Uniknya, meskipun tiap desa di Kabupaten Kuningan mempunyai interpretasi dan cara pelaksanaan yang berbeda-beda, namun tujuannya tetap sama. Tak lain sebagai wujud rasa syukur kepada Tuhan atas limpahan rezeki, kesehatan, dan keselamatan yang telah masyarakat terima sepanjang tahun.
Waktu Pelaksanaan yang Beragam
Secara umum, waktu pelaksanaan upacara adat Babarit biasanya berlangsung satu kali dalam setahun. Namun, waktu penyelenggaraannya bisa sangat bervariasi antar desa. Tergantung pada tradisi lokal masing-masing.
Sejumlah kawasan melaksanakannya bersamaan dengan peringatan hari jadi desa. Sementara yang lain menyesuaikannya dengan momentum bulan-bulan penting dalam penanggalan Islam. Seperti halnya bulan Dzulqa’dah, Suro (Muharram), Mulud (Rabiul Awal), atau bahkan di bulan Ramadhan.
Tak jarang beberapa desa mengadakan Babarit di luar bulan-bulan tersebut. Salah satu alasannya karena mereka menyesuaikan waktu pelaksanaan dengan hasil panen atau kondisi sosial masyarakat setempat.
Prosesi Upacara Babarit
Jika menilik pada prosesinya, upacara adat Babarit biasa terkemas dalam bentuk kegiatan kebudayaan dan keagamaan. Ini wajib melibatkan seluruh elemen masyarakat desa. Sehingga acaranya kerap berlangsung di alun-alun desa, halaman masjid, atau balai.
Sementara prosesinya cenderung diwarnai dengan kegiatan sedekah bumi, karnaval budaya, serta pentas kesenian rakyat. Tumpeng, hasil bumi, dan makanan tradisional lainnya akan masyarakat bawa sekaligus persembahkan sebagai simbol rasa syukur.
Baca Juga: Lestarikan Tradisi, Korem 062 Tarumanagara Garut Gelar Sepak Bola Api
Biasanya, setelah doa bersama dan melangsungkan acara resmi, berlanjut ke prosesi penyembelihan domba kendit. Tak hanya itu, masyarakat di Desa Sagarahiang misalnya, juga melakukan ziarah ke makam Mbah Bewo dan Syekh Maulana.
Daya tarik paling menonjol dari Babarit adalah kehadiran kesenian Tayuban Sunda. Sebuah karya seni yang menampilkan musik khas seperti kendang, gong, bonang, saron, dan gambang. Musik dan tarian turut menjadi sarana ekspresi khalayak.

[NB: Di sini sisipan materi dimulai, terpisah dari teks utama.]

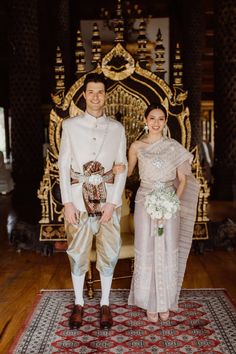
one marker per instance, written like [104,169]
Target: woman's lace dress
[160,261]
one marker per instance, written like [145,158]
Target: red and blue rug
[205,323]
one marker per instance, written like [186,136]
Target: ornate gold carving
[142,54]
[96,45]
[200,230]
[131,89]
[178,68]
[79,55]
[159,52]
[118,64]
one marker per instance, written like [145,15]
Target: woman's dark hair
[94,77]
[155,106]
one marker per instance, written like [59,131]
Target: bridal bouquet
[161,204]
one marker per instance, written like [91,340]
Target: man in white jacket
[90,146]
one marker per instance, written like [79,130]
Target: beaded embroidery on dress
[160,261]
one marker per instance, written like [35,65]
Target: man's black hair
[94,77]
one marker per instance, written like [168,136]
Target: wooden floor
[23,274]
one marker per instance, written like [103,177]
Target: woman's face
[156,121]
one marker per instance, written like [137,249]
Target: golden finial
[178,68]
[159,53]
[96,45]
[79,55]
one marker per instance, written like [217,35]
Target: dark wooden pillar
[25,105]
[193,36]
[225,100]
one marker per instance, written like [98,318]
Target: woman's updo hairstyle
[153,106]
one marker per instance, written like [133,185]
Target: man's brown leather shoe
[105,317]
[76,317]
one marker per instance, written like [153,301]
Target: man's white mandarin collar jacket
[86,138]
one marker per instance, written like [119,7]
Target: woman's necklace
[153,141]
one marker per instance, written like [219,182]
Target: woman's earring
[165,130]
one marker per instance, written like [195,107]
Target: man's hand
[118,168]
[70,213]
[107,211]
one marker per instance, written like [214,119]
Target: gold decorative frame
[131,89]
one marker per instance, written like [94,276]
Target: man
[90,145]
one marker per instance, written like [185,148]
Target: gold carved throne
[131,88]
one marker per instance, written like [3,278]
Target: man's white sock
[106,287]
[78,285]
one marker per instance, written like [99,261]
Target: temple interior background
[38,46]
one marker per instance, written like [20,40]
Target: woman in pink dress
[160,261]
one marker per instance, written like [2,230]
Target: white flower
[162,202]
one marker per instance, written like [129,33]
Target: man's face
[95,97]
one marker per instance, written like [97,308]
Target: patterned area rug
[205,323]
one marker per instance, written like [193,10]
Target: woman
[160,261]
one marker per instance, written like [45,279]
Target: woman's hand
[71,214]
[118,168]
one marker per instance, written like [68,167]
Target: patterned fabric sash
[93,188]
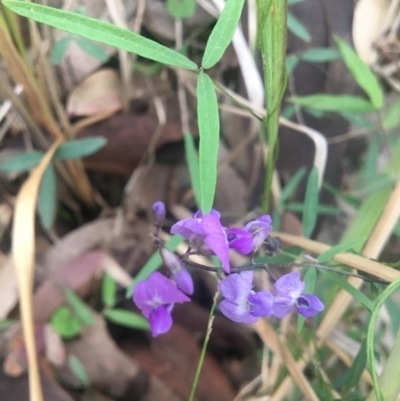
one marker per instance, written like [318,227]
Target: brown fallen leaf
[100,92]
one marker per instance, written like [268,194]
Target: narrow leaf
[342,247]
[127,319]
[361,73]
[108,290]
[310,203]
[47,197]
[192,160]
[297,28]
[58,51]
[23,162]
[338,103]
[353,291]
[100,31]
[79,148]
[222,33]
[208,120]
[82,311]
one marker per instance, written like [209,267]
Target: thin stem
[204,348]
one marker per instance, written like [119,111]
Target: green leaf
[108,290]
[154,263]
[92,49]
[222,33]
[82,311]
[338,103]
[342,247]
[208,120]
[192,160]
[320,55]
[47,197]
[361,73]
[297,28]
[23,162]
[310,203]
[79,148]
[58,51]
[291,186]
[310,279]
[100,31]
[353,375]
[127,319]
[353,291]
[391,119]
[65,323]
[180,9]
[370,338]
[6,323]
[78,370]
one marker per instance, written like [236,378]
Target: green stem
[204,349]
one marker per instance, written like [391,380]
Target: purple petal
[240,240]
[282,306]
[239,313]
[160,320]
[261,303]
[309,305]
[216,239]
[184,281]
[237,287]
[290,286]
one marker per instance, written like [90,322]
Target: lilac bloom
[216,239]
[240,240]
[158,213]
[155,297]
[192,231]
[290,293]
[241,304]
[179,274]
[259,229]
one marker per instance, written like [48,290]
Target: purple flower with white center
[155,297]
[290,293]
[179,274]
[240,240]
[259,229]
[240,303]
[158,213]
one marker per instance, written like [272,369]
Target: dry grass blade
[23,252]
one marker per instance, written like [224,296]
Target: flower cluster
[157,295]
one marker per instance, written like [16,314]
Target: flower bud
[158,213]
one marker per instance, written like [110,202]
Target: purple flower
[241,304]
[259,229]
[156,297]
[179,274]
[290,292]
[240,240]
[158,213]
[206,234]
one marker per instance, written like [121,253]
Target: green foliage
[65,323]
[338,103]
[180,9]
[78,370]
[222,33]
[208,120]
[297,28]
[361,73]
[100,31]
[108,290]
[127,319]
[192,160]
[310,203]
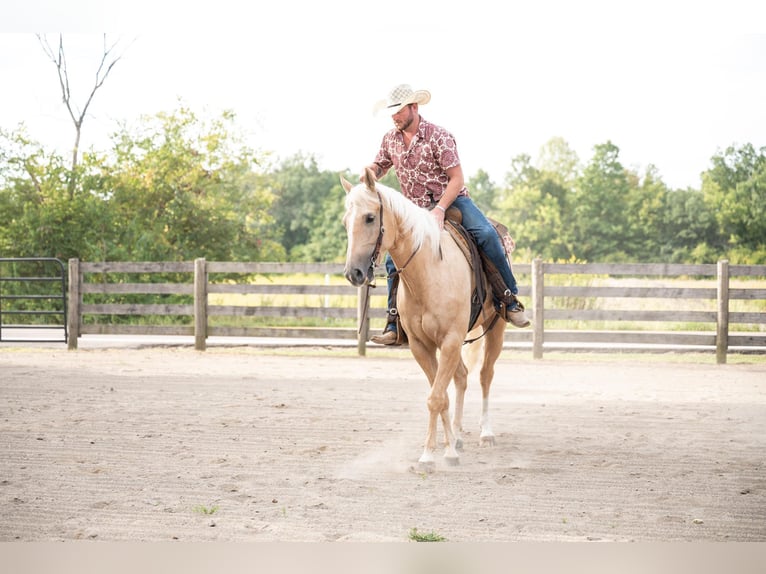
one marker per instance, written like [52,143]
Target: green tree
[301,194]
[484,192]
[600,207]
[735,190]
[43,215]
[182,188]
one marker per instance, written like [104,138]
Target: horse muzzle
[358,277]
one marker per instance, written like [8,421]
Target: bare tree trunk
[58,57]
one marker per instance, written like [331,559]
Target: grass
[416,536]
[207,511]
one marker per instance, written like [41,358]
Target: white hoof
[488,440]
[427,466]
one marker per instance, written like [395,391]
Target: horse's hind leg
[493,345]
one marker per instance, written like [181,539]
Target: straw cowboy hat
[401,96]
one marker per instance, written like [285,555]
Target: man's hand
[439,214]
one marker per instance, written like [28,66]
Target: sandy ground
[237,445]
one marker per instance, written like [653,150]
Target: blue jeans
[477,224]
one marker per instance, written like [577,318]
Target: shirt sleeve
[383,158]
[445,148]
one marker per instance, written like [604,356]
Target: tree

Hal tersebut sekaligus simbol kebersamaan dan kegembiraan masyarakat. Tak kalah penting, dalam Babarit juga mementaskan sebanyak tujuh lagu tradisional wajib yang sarat nilai dan pesan moral. Lagu-lagu tersebut antara lain:
- Lahir Batin – mengingatkan untuk selalu berbuat baik dan beribadah kepada Allah.
- Golewang – menanamkan pentingnya taat hukum agama dan negara.
- Titi Pati – mengajak untuk berhati-hati dalam ucapan dan tindakan.
- Tapi Asih – menekankan pentingnya kasih sayang antar sesama.
- Renggong Buyut
- Goyong-goyong
- Raja Pulang
Masing-masing lagu di atas memiliki makna kearifan lokal yang begitu mendalam.
Upaya Menjaga Warisan Leluhur
Para tetua di Kabupaten Kuningan senantiasa menegaskan bahwa upacara Babarit tidak sekadar seremoni tahunan. Lebih dari itu, tradisinya merupakan manifestasi kuat dari hubungan yang harmonis antara manusia, alam, leluhur, dan Sang pencipta.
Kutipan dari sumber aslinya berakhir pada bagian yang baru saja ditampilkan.